毎日決まった時間に祈らなければならないのでしょうか。

決まった時間の習慣は非常に助けになります。それがなければ、自然に生まれる時間も少なくなっていきます。しかし、その習慣はあなたの人生の季節に合ったものでなければなりません。小さな子どもがいる親、健康上の課題を抱える人、夜勤で働く人では、それぞれ異なる時間帯になるでしょう。大切なのは時間割そのものではなく、出会いの規則性です。

祈っている間に心があちこちにさまよってしまうときはどうすればよいですか。

自分を責めないでください。気が散るたびに、それは神に立ち返る機会です。一分間に百回立ち返るとしても、それは百回の失敗ではなく、百回の愛の行為です。恵みがそのたびにあなたを連れ戻してくれます。それ自体が、すでに祈りなのです。

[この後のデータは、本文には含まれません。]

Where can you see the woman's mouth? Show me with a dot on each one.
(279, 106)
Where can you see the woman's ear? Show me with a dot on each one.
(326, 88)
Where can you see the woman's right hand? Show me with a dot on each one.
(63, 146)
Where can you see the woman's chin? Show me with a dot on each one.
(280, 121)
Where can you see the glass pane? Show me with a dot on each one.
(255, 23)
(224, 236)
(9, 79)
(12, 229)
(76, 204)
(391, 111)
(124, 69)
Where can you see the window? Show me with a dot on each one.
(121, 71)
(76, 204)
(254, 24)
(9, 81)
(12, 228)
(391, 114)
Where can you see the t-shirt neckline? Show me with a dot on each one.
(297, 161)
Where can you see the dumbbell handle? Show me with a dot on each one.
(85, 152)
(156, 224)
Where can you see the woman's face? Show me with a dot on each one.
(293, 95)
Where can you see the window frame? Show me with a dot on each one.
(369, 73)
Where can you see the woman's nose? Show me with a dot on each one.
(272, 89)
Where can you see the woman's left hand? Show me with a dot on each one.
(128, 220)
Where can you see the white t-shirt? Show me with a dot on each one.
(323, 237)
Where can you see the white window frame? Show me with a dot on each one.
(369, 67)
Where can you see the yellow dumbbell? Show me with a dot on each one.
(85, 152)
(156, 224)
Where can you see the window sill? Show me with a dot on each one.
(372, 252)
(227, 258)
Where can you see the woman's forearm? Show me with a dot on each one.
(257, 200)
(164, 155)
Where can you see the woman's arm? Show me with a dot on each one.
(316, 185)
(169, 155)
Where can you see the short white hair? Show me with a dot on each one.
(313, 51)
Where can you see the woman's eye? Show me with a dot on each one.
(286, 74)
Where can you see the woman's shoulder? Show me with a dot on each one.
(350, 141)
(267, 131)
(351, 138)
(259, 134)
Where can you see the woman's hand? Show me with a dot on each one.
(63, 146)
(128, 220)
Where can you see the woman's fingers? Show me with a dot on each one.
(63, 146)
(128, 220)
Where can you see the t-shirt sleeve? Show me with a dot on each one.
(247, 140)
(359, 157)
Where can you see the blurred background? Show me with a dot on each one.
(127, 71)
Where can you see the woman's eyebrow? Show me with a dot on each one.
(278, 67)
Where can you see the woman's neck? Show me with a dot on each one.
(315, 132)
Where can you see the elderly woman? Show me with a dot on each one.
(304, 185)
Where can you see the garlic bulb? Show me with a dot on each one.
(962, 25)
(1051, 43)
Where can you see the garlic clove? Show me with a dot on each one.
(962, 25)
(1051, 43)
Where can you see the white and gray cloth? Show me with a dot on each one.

罪を犯した後、祈るのにふさわしくないと感じます。どうすればよいですか。

そここそが、まさに祈るべき時です。アダムがいちじくの葉の陰に隠れたように、隠れようとしないでください。福音書の中で、イエスのもとに行く前に自分を清めた人は誰もいません。人々はイエスのもとに来て、清めてくださるのはイエスご自身なのです。すべてを打ち明け、赦しを求め、洗っていただいてください。祈りとは清められる場所であり、すでに清いことへのご褒美ではないのです。